Using matlab to calculate area under first peak

Question 1

So initially a mixed Gaussian approach looked really promising. The issue is that as well as noisy data, the signal source actually varies into a couple of distinct cases, such that I'd often find one combination of Gaussians which worked on one data-set would fail (drastically) on another.

Getting around this was possible, but the more general solutions introduced drift/bias into the approximations which had an inconsistent impact depending on both noise and the underlying case.

After faffing with this for a while, I opted to try matlab's curvedspline instead. This ended up providing a much better approach, which I then combined with some multidimensional cluster analysis to pick out places where the spine fitting had clearly gone awry. Using this meant that rather than fitting to bad data (i.e. data which gave serious deviations from the bulk data) I was able to discard these outliers. Specifically, I used domain knowledge to work out cases where, by definition, outliers were a result of a poor fit and not sample variance. This actually only lead to a couple of data points per sample being discarded (1-2 out of 20) and gave pretty clean results in the end.

Question 2

If you have the original data, work with a mixture of Gaussians instead of a histogram as your density approximation. Then the estimated density will be a smooth function (linear combination of Gaussian densities) and you can easily find stationary points and compute the mass on any given interval. A simple and easily-programmed method for computing the mixture parameters is the so-called EM (estimation-maximization) algorithm. Searching for "mixture of Gaussians" and/or "EM" should turn up a lot of hits, and perhaps working Matlab code as well.
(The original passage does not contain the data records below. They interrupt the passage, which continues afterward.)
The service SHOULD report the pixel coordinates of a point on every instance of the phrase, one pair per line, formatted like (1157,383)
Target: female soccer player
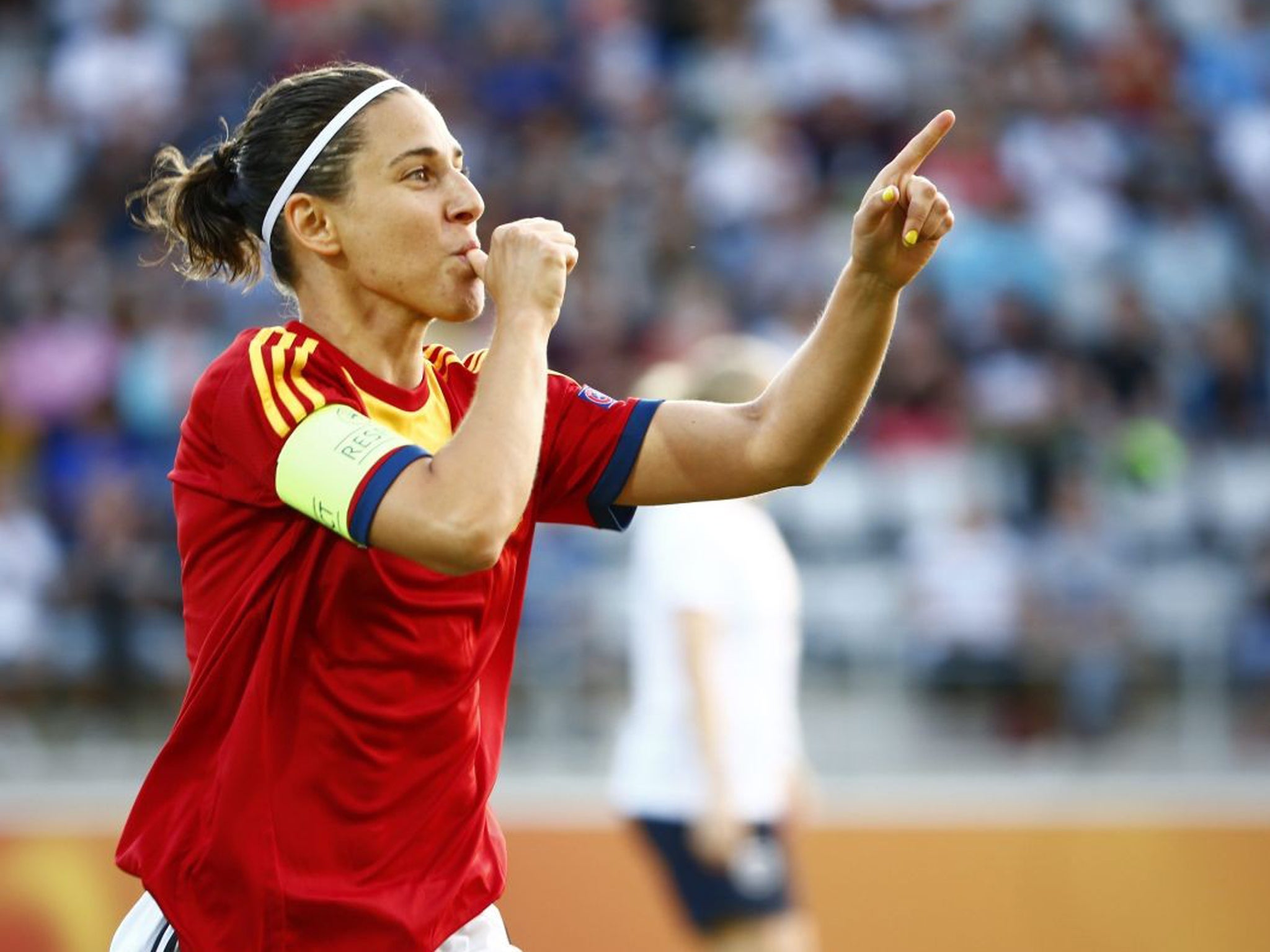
(355,512)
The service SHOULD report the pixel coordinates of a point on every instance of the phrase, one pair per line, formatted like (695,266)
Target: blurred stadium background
(1037,579)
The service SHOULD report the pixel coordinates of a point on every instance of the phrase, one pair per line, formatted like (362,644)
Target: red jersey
(326,783)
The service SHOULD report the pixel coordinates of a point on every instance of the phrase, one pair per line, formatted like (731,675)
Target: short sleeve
(591,443)
(246,408)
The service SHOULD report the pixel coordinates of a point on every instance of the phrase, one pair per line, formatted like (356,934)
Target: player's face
(412,213)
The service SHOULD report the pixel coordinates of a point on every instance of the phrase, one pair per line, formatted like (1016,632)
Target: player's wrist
(869,283)
(523,330)
(531,323)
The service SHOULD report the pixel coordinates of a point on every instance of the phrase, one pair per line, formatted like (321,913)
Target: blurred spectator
(1231,394)
(967,601)
(115,575)
(1016,398)
(30,564)
(122,76)
(1250,650)
(1077,624)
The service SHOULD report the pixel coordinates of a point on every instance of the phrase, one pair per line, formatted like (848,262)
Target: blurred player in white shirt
(710,753)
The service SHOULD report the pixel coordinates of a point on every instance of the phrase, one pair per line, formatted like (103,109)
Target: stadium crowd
(1078,391)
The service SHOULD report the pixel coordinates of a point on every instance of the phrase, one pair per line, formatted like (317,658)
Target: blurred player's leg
(784,932)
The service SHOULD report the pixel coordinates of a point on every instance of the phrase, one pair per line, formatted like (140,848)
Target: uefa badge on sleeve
(595,397)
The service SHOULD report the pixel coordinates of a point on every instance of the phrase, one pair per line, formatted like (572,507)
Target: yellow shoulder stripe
(475,359)
(273,377)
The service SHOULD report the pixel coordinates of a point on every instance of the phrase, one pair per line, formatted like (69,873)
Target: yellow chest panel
(429,427)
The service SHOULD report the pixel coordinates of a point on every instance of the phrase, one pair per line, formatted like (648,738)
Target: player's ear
(311,224)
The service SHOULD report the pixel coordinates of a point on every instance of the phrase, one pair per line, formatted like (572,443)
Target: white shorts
(145,930)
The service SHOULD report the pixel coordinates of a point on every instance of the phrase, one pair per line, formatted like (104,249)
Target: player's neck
(385,339)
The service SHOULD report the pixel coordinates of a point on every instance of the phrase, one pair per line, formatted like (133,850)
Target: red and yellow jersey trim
(475,359)
(278,369)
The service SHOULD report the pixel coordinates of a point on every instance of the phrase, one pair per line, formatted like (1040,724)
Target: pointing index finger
(912,155)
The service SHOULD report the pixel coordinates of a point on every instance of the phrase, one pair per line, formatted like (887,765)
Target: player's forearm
(488,469)
(814,402)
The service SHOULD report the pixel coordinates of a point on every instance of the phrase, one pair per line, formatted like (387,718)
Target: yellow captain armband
(337,465)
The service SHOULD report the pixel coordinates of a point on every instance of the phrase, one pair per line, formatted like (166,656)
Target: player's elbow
(471,549)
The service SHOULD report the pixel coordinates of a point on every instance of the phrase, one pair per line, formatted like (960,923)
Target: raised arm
(717,451)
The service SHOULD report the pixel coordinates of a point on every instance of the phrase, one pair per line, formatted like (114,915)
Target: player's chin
(465,304)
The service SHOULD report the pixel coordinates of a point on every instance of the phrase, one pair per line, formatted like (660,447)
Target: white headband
(324,138)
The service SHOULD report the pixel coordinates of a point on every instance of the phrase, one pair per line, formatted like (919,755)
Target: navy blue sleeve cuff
(368,503)
(619,470)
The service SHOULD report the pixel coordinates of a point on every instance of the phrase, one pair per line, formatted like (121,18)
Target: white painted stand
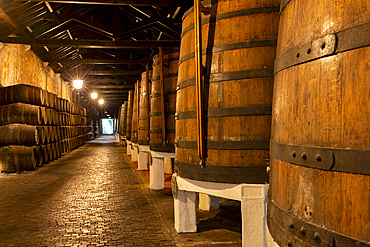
(128,144)
(253,199)
(134,152)
(185,212)
(157,168)
(208,202)
(143,160)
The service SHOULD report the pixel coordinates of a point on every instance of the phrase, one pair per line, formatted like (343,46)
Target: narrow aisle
(90,197)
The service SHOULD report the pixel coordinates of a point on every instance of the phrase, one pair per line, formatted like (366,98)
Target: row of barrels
(37,96)
(15,158)
(150,115)
(28,135)
(36,115)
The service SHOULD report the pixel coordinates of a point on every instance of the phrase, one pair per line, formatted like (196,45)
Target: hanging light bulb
(94,95)
(78,84)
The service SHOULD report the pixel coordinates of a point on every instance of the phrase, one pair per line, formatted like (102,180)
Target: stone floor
(93,196)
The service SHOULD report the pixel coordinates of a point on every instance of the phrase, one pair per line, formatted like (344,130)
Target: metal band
(226,145)
(167,60)
(156,114)
(283,4)
(229,47)
(228,15)
(222,174)
(229,76)
(159,131)
(228,112)
(165,76)
(352,38)
(330,159)
(167,148)
(156,95)
(289,230)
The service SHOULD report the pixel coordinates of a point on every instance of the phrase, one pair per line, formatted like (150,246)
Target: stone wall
(21,66)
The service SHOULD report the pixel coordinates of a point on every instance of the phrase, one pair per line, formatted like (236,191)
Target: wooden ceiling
(107,42)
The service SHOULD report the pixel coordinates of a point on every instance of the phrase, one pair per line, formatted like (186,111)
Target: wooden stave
(186,128)
(135,111)
(143,126)
(319,91)
(129,115)
(170,59)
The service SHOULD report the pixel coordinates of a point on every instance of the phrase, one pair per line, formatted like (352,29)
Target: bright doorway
(107,126)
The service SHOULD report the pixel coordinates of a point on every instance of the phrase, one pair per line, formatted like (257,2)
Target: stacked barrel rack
(37,127)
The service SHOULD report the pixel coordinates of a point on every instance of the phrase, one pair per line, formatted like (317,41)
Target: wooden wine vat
(124,119)
(129,114)
(160,141)
(135,113)
(20,113)
(17,158)
(38,154)
(320,157)
(22,93)
(143,129)
(19,134)
(239,47)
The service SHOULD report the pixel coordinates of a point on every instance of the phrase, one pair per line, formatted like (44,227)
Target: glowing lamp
(94,95)
(78,84)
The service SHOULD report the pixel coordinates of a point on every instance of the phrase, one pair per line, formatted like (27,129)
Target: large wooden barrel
(320,144)
(170,68)
(17,158)
(22,93)
(38,154)
(124,119)
(240,40)
(20,113)
(143,130)
(135,113)
(19,134)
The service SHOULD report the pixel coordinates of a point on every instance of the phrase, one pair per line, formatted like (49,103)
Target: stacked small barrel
(37,127)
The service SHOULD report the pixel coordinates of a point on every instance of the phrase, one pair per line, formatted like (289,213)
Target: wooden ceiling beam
(112,73)
(95,44)
(159,3)
(99,61)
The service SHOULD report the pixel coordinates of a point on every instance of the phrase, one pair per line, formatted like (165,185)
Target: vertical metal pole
(161,75)
(147,99)
(199,82)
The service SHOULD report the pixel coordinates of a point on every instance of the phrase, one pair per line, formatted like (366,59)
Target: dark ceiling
(107,42)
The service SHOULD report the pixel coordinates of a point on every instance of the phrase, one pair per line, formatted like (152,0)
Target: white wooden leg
(143,160)
(185,211)
(254,213)
(208,202)
(134,152)
(157,173)
(128,148)
(167,165)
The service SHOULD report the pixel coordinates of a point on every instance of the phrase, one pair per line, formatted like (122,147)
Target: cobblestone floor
(90,197)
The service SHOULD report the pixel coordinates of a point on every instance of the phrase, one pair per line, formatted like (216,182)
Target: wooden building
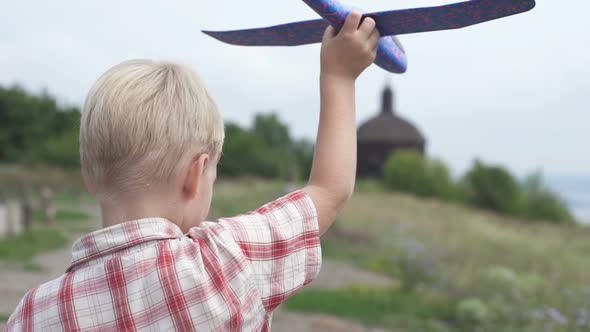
(384,134)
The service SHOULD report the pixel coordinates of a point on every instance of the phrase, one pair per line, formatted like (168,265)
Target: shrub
(494,188)
(542,203)
(408,171)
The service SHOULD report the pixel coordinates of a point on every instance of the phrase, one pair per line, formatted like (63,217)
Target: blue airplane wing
(291,34)
(390,23)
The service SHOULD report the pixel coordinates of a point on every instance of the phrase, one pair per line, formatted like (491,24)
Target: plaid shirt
(147,275)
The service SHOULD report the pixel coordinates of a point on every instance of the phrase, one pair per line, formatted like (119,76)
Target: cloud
(512,91)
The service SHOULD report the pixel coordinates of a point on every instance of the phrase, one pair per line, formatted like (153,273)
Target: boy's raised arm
(344,57)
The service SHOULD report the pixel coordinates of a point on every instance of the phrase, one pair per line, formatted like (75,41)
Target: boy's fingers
(352,22)
(374,39)
(329,33)
(367,27)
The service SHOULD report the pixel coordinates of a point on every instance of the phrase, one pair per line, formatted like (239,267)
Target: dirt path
(16,281)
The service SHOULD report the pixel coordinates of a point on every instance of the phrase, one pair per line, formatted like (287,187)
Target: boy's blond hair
(141,122)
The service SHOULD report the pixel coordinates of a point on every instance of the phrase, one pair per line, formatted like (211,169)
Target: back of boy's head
(142,120)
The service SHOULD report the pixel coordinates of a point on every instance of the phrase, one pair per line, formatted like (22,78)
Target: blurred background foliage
(36,130)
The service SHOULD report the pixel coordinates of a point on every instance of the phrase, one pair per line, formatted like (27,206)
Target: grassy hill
(458,269)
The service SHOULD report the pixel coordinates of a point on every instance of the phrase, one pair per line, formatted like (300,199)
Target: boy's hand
(348,53)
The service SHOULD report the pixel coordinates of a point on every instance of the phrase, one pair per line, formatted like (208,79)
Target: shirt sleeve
(281,241)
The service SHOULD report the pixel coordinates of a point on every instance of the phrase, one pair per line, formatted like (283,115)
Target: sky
(513,91)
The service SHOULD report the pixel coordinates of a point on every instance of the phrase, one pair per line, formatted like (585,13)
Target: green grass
(23,247)
(63,216)
(377,306)
(518,270)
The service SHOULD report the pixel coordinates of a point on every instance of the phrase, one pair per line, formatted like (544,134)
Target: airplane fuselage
(390,55)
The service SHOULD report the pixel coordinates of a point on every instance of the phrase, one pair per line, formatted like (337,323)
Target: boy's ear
(194,175)
(88,185)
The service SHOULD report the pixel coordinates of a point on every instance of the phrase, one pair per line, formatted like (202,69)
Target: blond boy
(151,137)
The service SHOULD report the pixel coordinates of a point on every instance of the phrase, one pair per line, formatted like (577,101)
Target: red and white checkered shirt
(147,275)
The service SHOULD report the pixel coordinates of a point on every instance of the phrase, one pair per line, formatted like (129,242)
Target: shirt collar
(121,236)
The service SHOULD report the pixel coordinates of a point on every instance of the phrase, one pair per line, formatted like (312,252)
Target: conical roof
(387,127)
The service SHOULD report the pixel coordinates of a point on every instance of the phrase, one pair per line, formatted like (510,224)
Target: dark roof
(387,127)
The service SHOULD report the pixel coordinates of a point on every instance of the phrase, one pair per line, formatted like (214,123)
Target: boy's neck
(116,211)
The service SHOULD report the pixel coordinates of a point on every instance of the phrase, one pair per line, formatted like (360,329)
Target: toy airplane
(390,53)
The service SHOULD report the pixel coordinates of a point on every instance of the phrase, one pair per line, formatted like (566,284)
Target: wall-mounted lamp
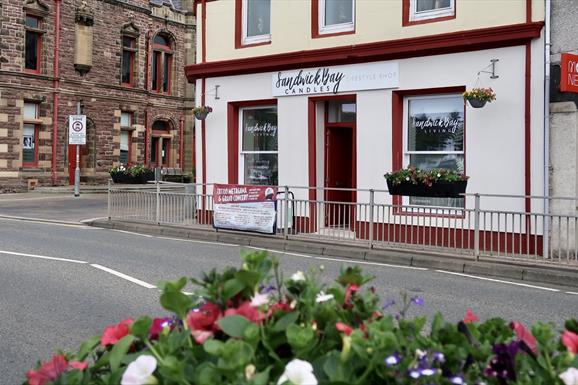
(490,69)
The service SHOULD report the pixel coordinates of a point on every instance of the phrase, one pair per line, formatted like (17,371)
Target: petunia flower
(298,277)
(140,372)
(322,297)
(298,372)
(470,317)
(114,333)
(570,340)
(570,376)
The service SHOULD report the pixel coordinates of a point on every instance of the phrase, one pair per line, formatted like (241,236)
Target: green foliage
(245,326)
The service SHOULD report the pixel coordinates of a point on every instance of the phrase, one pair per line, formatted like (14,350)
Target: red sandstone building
(121,61)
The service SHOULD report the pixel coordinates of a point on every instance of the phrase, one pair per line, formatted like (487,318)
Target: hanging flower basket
(440,183)
(202,112)
(478,97)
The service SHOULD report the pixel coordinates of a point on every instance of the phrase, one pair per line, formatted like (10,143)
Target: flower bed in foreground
(250,326)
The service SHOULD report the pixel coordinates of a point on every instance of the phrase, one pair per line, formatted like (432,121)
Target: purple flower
(417,300)
(389,303)
(392,360)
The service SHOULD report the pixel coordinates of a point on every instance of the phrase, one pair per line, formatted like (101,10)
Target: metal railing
(480,225)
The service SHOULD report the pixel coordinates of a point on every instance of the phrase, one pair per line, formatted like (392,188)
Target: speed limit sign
(77,129)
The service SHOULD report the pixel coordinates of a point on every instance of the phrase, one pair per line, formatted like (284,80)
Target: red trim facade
(406,9)
(478,39)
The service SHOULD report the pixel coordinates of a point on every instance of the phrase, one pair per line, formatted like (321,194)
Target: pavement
(58,204)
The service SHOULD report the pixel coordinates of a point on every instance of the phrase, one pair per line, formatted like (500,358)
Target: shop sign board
(569,73)
(326,80)
(245,208)
(77,129)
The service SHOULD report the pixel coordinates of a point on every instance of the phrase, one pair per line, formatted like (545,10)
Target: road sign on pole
(77,129)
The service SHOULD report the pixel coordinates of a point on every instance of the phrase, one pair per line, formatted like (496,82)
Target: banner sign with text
(245,208)
(325,80)
(569,73)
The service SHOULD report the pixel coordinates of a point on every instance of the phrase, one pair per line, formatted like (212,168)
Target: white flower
(139,372)
(297,277)
(260,300)
(322,297)
(298,372)
(570,376)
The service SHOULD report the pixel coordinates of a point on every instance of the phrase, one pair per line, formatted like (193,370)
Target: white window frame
(414,15)
(247,40)
(241,171)
(406,153)
(334,28)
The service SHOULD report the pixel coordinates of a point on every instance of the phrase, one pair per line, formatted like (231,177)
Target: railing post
(286,213)
(108,201)
(477,227)
(371,205)
(158,203)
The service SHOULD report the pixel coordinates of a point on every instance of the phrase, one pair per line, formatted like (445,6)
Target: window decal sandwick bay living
(325,80)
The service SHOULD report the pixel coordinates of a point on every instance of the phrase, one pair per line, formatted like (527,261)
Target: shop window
(256,21)
(435,139)
(30,135)
(125,137)
(33,44)
(162,62)
(336,16)
(258,155)
(128,60)
(430,9)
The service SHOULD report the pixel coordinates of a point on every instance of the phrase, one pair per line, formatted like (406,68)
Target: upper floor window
(33,44)
(162,62)
(431,9)
(128,60)
(256,20)
(336,16)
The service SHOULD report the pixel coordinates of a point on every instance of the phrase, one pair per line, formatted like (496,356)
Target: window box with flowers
(442,183)
(478,97)
(137,174)
(201,112)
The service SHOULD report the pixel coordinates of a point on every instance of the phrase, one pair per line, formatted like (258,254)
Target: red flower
(524,335)
(203,321)
(48,372)
(349,291)
(344,328)
(250,312)
(570,340)
(470,317)
(114,333)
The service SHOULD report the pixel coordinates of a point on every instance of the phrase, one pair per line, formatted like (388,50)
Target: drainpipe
(547,45)
(56,86)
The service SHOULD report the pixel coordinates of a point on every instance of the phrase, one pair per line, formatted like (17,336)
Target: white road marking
(124,276)
(338,259)
(498,280)
(41,257)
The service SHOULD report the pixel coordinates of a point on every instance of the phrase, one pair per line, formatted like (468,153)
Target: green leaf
(231,288)
(285,321)
(119,351)
(234,325)
(213,347)
(86,347)
(140,328)
(176,302)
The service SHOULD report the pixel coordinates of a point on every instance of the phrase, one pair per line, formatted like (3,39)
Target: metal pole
(371,204)
(108,201)
(77,169)
(286,213)
(477,227)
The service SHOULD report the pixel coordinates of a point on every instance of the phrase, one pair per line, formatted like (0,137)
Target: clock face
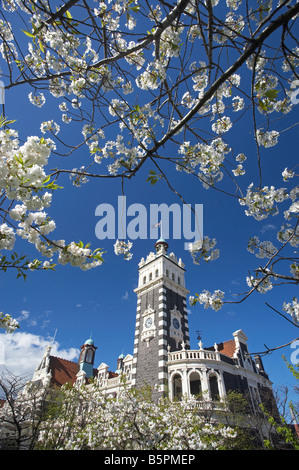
(148,322)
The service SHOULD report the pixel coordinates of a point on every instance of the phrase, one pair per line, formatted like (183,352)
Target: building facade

If you don't have the original data, I have some other ideas.

Question 3

@Robert Dodier is correct, but does not seem to know about the gmdistribution built-in for MatLab.

If you fit a gaussian mixture to your data, then all you need to do is determine which component has the largest weight, and read the mean and variance of that component.

The spline smooth has a bias problem. It also gives non-physical results like negative probability density. The GMM has a better "basis".

Now personally I like using ecdf and fitting the cdf analytic form. This gives me optimal binning (and in images I can get huge increase in compute speed) and reduces the effects of centered noise.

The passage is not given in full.